Hi Christian, Christophe and all. Since 2013 we are developing a middleware to the parallel XQuery processing in huge XML data. Today, we are evaluating it with BaseX in a cluster. For example, in standalone mode we have queries that do not execute in a desktop platform (4Gb RAM and -Xmx 2Gb). These queries were executed with approximately 20 hours in only one cluster processing node (16Gb RAM and -Xmx 10Gb) - final result has ~2 GB. In our preliminary experiments, the query processing time was reduced in almost 80% with our middleware (scenario with 8 nodes, -Xmx 2Gb).

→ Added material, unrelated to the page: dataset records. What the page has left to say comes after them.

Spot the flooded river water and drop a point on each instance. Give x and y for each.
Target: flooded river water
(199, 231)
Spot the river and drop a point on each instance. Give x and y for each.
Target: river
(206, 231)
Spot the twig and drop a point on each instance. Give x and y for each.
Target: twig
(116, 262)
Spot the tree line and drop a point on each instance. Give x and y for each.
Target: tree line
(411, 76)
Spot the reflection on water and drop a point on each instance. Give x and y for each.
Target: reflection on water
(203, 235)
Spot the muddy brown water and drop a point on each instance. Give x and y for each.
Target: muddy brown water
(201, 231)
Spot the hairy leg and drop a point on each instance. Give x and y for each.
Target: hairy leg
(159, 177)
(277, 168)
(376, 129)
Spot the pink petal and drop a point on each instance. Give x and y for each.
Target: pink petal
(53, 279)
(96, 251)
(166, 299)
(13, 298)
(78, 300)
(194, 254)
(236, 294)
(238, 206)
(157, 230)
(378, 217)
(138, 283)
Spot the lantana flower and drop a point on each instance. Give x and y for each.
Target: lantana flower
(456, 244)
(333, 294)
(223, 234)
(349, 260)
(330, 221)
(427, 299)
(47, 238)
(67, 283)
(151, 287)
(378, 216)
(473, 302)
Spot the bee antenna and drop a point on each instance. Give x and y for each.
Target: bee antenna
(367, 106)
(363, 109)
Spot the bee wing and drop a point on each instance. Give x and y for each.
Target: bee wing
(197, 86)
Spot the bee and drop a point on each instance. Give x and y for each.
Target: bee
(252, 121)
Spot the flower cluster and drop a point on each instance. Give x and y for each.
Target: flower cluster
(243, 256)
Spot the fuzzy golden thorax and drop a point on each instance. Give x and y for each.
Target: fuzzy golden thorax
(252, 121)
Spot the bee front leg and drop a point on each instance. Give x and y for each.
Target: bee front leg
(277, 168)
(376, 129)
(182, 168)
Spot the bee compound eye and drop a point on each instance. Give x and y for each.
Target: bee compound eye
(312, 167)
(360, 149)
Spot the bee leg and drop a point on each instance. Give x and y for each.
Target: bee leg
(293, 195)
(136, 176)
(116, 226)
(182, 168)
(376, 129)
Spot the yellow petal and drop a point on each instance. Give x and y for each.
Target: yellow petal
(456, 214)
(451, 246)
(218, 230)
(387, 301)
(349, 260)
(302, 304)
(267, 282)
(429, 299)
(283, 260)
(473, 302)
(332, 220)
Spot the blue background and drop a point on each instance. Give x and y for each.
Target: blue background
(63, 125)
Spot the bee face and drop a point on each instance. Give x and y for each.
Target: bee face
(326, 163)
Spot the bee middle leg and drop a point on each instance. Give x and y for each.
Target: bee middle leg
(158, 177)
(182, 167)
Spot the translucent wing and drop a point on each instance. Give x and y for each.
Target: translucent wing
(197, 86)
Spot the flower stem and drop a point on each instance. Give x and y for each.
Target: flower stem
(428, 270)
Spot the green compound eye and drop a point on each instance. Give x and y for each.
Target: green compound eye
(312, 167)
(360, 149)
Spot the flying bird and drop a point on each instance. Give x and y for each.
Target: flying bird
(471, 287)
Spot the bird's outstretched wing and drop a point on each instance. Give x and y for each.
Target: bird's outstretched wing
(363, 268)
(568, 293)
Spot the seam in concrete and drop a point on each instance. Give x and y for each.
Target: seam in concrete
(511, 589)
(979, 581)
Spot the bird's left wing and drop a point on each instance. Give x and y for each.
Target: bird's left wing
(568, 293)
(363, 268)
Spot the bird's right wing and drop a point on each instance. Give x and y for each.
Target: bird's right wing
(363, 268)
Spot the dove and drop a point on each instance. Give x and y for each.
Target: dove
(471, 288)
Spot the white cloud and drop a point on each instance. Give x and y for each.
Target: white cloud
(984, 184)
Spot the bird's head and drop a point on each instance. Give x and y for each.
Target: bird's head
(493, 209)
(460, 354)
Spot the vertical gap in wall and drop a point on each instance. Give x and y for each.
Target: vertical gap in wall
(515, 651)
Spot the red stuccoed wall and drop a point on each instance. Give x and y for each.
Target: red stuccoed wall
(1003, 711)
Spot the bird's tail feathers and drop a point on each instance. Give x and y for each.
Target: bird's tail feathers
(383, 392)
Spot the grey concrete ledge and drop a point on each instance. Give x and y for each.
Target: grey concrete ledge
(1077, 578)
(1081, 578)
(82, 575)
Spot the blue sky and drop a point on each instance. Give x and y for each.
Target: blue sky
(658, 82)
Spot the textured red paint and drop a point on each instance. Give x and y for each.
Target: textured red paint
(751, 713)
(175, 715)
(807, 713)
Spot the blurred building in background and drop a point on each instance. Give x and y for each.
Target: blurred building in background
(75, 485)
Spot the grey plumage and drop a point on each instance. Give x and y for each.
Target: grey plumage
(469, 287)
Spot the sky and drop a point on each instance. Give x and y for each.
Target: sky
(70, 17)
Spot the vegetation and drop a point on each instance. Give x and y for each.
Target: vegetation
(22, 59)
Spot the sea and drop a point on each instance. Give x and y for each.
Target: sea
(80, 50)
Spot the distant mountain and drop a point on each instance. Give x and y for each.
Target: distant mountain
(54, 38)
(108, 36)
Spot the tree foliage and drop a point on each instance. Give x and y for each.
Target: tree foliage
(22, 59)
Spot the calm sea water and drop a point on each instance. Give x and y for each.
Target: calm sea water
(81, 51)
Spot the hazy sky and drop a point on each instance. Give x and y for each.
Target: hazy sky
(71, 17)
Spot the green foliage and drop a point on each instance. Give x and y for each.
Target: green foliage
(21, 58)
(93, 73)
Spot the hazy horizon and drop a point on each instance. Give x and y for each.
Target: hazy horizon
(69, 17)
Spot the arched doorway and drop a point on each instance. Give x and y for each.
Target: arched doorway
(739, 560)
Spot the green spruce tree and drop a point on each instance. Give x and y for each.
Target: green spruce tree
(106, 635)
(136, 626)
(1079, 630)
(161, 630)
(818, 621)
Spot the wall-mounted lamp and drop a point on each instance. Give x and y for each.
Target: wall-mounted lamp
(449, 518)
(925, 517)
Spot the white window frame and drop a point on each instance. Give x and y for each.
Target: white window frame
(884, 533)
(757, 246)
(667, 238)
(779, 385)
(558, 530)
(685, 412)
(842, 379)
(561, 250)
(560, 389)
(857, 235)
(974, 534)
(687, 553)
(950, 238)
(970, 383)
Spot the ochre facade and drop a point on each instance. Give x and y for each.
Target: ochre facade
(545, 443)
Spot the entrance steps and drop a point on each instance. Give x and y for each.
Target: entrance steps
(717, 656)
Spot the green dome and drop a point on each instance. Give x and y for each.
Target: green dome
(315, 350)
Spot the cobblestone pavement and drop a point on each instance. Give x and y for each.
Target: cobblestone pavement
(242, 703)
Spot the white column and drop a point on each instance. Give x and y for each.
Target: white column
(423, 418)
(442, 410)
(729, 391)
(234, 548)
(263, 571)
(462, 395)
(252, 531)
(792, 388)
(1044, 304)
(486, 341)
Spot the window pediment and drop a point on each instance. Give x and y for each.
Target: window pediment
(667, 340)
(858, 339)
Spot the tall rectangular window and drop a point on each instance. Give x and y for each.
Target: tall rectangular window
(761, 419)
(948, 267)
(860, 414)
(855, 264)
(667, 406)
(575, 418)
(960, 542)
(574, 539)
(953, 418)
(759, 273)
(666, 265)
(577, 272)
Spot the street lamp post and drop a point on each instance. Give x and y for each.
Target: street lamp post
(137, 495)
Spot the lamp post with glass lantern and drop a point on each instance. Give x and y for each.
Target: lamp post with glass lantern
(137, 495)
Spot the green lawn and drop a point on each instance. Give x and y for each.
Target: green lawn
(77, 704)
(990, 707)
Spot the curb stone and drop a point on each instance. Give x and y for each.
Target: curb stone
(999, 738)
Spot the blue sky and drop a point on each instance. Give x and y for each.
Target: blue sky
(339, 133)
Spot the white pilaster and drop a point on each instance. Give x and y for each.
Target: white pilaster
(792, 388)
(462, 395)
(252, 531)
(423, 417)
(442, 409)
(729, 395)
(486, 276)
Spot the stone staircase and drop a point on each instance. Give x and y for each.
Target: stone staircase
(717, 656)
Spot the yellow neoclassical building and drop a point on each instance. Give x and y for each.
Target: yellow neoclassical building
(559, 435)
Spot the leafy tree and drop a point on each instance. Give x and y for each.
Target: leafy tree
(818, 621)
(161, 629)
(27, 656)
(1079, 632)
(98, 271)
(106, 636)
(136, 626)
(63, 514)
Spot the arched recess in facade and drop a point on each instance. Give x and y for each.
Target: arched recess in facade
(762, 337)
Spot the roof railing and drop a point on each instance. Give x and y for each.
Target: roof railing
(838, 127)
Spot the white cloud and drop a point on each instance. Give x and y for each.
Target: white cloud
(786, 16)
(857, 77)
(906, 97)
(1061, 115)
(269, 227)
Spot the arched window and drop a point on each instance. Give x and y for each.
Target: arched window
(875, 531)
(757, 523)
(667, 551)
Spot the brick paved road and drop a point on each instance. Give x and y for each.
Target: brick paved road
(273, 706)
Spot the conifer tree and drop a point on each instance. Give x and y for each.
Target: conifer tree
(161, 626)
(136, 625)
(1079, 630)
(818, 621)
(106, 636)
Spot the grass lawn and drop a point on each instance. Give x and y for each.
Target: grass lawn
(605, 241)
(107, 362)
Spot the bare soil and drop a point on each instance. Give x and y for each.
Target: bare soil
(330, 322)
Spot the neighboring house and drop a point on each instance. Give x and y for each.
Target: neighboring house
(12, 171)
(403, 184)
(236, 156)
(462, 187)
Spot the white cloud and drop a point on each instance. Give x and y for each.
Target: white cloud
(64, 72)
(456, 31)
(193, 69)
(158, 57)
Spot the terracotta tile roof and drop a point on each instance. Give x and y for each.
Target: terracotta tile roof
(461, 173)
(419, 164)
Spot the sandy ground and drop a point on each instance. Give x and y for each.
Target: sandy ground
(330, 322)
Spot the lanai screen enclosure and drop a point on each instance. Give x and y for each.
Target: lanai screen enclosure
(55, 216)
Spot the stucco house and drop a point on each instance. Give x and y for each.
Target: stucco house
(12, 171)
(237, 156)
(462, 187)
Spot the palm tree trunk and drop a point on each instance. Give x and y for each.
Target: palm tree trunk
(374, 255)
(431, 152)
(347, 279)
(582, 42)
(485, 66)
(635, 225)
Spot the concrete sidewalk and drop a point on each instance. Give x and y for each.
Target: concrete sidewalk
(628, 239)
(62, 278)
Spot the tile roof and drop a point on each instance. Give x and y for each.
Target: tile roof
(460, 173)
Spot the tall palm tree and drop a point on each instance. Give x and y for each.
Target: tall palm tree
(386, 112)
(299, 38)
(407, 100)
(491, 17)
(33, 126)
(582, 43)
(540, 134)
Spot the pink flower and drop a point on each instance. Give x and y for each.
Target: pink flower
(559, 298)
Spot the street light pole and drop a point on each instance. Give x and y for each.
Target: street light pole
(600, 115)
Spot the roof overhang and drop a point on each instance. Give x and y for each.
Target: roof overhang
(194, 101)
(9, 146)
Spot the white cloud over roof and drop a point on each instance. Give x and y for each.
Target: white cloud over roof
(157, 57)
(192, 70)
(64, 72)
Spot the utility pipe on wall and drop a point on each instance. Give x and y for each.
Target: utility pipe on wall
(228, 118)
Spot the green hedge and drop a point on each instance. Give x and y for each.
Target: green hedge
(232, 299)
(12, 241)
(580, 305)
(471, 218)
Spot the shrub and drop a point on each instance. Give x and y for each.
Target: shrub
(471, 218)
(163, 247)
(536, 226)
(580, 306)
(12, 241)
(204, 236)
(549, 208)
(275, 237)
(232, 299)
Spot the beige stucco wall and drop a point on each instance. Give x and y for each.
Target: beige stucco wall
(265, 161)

We used XMark benchmark database with 1.0 GB, but further we will try with real databases with 5GB or more. In all cases, we focus in ad-hoc high-cost queries (with joins, aggregate functions etc.) and we did not mind with the the JVM behavior. Shortly, I think that you need adopt a partitioning strategy (we recommend virtually instead of physically) and distribute the processing overhead. Sure, if you have a distributed environment available and may to treat the JVM and DBMSX how a black-box. Kind regards, -- Luiz Matos Federal Fluminense University, Brazil
Hi Christophe,
Just a short reply (maybe someone else can give you some more profound feedback). I can't tell really much about J2EE servers in productive use. However, I would be interested to hear what is the main reason in your setup for the large memory consumption. Do you think there is some chance to speed up or optimize the queries you are evaluating?
Best, Christian